Johnny, you bring to the Copper Ridge Conference (CRCC) project the benefit of a long career as an actuary and considerable experience in the insurance business. As such, you are very well placed to tell us about some of the donation methods CRCC donors might wish to take advantage of.
Sure. Yes, we are all probably familiar with the common ways we can financially assist the building and operation of Copper Ridge Conference Centre: funds donated as cash, by cheque, by a monthly withdrawal from your bank account, or by monthly donations via your credit card. But I suspect very few of us are familiar with stock donations.
Stock donations? That’s probably new to most of us. Could you explain this concept?
Yes. Donating shares is a very tax-efficient way of donating.
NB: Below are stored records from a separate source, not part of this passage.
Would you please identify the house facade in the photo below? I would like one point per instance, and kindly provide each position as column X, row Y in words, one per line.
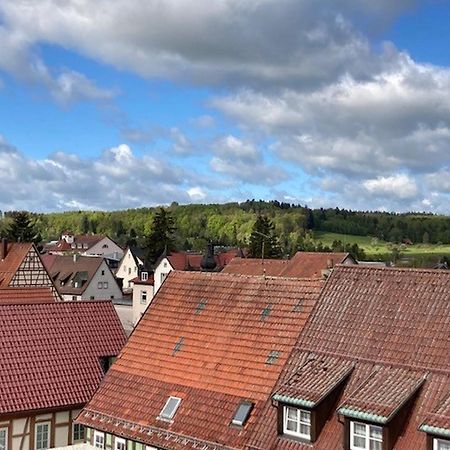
column 54, row 356
column 21, row 266
column 82, row 277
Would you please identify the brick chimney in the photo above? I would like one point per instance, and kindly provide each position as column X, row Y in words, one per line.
column 3, row 249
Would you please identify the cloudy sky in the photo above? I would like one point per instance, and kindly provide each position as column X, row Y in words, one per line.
column 128, row 103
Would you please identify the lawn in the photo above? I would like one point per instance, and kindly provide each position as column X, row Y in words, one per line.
column 377, row 248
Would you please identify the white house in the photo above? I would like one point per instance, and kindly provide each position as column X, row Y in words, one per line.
column 82, row 277
column 130, row 267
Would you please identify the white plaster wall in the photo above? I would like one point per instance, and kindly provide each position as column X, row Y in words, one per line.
column 102, row 294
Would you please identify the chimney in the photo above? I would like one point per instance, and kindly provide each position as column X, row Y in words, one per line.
column 3, row 248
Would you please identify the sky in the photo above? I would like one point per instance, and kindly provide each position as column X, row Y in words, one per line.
column 112, row 105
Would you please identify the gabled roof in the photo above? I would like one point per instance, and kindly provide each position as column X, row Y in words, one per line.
column 394, row 326
column 211, row 339
column 50, row 353
column 16, row 253
column 65, row 271
column 22, row 296
column 301, row 265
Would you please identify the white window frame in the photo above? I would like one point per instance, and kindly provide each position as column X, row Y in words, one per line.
column 5, row 438
column 299, row 421
column 175, row 409
column 120, row 441
column 73, row 432
column 101, row 436
column 367, row 436
column 437, row 441
column 49, row 430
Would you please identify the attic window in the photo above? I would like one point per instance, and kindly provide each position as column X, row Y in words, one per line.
column 298, row 306
column 178, row 346
column 266, row 312
column 170, row 408
column 242, row 414
column 273, row 356
column 441, row 444
column 366, row 437
column 200, row 307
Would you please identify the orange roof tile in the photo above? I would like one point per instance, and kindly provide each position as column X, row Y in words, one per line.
column 207, row 338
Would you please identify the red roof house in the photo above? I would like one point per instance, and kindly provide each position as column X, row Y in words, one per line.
column 202, row 362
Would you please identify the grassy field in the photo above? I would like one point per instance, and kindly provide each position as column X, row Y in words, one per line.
column 376, row 248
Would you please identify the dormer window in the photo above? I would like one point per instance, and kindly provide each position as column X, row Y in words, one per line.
column 365, row 437
column 170, row 408
column 242, row 414
column 297, row 422
column 441, row 444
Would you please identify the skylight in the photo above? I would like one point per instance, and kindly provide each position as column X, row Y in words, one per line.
column 273, row 356
column 242, row 413
column 266, row 312
column 178, row 346
column 170, row 408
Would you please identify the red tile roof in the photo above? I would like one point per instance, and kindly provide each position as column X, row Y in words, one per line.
column 394, row 325
column 206, row 338
column 16, row 252
column 49, row 357
column 15, row 296
column 301, row 265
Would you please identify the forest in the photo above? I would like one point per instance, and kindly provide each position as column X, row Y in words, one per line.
column 231, row 224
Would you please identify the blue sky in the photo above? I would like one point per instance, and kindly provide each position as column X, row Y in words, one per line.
column 329, row 103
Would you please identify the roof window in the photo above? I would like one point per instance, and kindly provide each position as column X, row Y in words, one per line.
column 266, row 312
column 170, row 408
column 242, row 413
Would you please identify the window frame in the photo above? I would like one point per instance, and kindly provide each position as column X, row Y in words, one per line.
column 6, row 430
column 48, row 424
column 102, row 436
column 367, row 437
column 167, row 417
column 82, row 427
column 298, row 433
column 436, row 441
column 122, row 441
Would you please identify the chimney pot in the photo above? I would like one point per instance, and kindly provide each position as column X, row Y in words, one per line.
column 3, row 248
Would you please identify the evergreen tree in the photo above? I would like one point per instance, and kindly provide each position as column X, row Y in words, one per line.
column 263, row 237
column 161, row 237
column 22, row 229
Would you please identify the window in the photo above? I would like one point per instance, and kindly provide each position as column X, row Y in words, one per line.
column 438, row 444
column 78, row 432
column 99, row 439
column 242, row 413
column 297, row 422
column 170, row 408
column 119, row 444
column 42, row 438
column 365, row 437
column 3, row 438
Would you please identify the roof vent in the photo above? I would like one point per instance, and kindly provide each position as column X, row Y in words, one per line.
column 200, row 307
column 266, row 312
column 273, row 356
column 178, row 346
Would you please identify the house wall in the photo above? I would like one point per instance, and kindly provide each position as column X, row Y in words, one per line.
column 22, row 430
column 139, row 306
column 127, row 269
column 161, row 272
column 103, row 275
column 105, row 247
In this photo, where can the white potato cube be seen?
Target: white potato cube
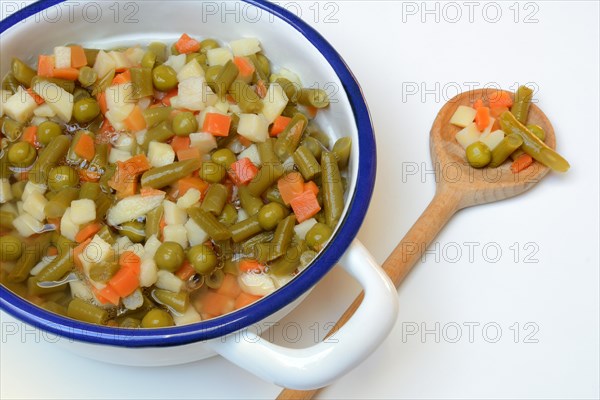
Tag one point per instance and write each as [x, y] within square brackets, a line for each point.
[35, 204]
[253, 127]
[190, 316]
[191, 197]
[173, 214]
[104, 64]
[245, 47]
[160, 154]
[168, 281]
[256, 284]
[492, 139]
[252, 153]
[177, 234]
[20, 106]
[133, 207]
[302, 228]
[45, 111]
[463, 116]
[218, 56]
[274, 102]
[195, 233]
[83, 211]
[68, 228]
[5, 191]
[148, 272]
[26, 225]
[57, 98]
[62, 57]
[468, 135]
[190, 70]
[205, 142]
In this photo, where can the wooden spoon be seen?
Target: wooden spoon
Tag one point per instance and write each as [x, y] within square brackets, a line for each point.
[458, 186]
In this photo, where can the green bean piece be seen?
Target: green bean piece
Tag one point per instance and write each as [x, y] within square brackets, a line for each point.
[10, 83]
[134, 230]
[532, 145]
[102, 272]
[246, 97]
[267, 176]
[225, 79]
[11, 129]
[287, 142]
[245, 229]
[58, 268]
[103, 82]
[291, 89]
[229, 215]
[288, 264]
[307, 163]
[215, 280]
[537, 131]
[106, 235]
[55, 308]
[103, 203]
[266, 151]
[56, 150]
[209, 224]
[86, 312]
[90, 55]
[22, 72]
[153, 221]
[250, 203]
[160, 49]
[157, 318]
[317, 98]
[56, 207]
[160, 133]
[159, 177]
[87, 77]
[215, 199]
[34, 290]
[11, 247]
[148, 60]
[333, 190]
[155, 116]
[67, 85]
[178, 302]
[6, 220]
[520, 107]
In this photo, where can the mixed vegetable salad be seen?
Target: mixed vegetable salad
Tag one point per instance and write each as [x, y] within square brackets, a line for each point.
[497, 130]
[151, 187]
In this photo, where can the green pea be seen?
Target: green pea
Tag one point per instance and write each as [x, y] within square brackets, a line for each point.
[478, 155]
[224, 157]
[86, 110]
[157, 318]
[212, 172]
[169, 256]
[164, 78]
[22, 154]
[270, 215]
[10, 248]
[134, 230]
[185, 123]
[47, 131]
[62, 177]
[318, 235]
[202, 258]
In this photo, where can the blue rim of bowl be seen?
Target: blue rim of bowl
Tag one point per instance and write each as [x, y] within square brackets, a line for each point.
[262, 309]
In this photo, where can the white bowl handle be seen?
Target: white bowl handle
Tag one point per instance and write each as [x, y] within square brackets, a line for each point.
[319, 365]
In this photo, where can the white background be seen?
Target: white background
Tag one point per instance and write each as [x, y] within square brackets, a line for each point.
[394, 53]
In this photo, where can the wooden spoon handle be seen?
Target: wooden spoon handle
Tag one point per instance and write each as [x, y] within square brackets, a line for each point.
[398, 264]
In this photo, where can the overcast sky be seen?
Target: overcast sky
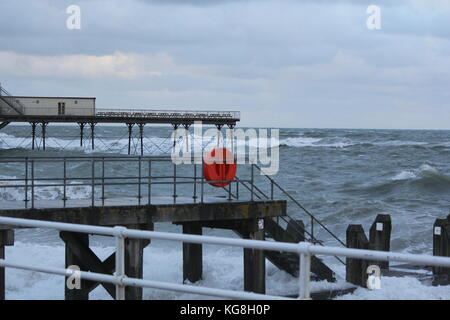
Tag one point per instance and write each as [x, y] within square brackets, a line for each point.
[281, 63]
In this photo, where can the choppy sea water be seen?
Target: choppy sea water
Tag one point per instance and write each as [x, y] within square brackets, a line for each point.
[342, 176]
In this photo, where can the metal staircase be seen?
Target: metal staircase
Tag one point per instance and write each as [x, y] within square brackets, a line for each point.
[294, 232]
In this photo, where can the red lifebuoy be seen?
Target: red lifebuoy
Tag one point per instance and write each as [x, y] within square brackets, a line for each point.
[219, 165]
In most cases, when you sell stocks that have gone up in market price since you bought them, the difference (that is, the money you make on them) results in what is called a capital gain.
Now, this capital gain may be used to offset any capital losses you incur in the sale of other stocks; the ones that actually lost value!
Generally, 50% of the net capital gain on your stocks is deemed taxable income.
So, if you have no capital losses to offset your capital gain, it would be beneficial (from an income-tax perspective) to donate the stocks rather than to sell them.
And, of course, the charity receiving your donation will benefit from your generosity too.
Yes, very much so.
As a donor you receive from the charity a tax receipt for the full market value of the stocks you donate.
In this way you will not be assessed a capital gain.
So, in other words, as a donor you won’t have to pay income tax on the difference between the present market value of stocks and what they originally cost you.
Yes, exactly.
And you would be issued an income tax receipt for the full current value of the stocks.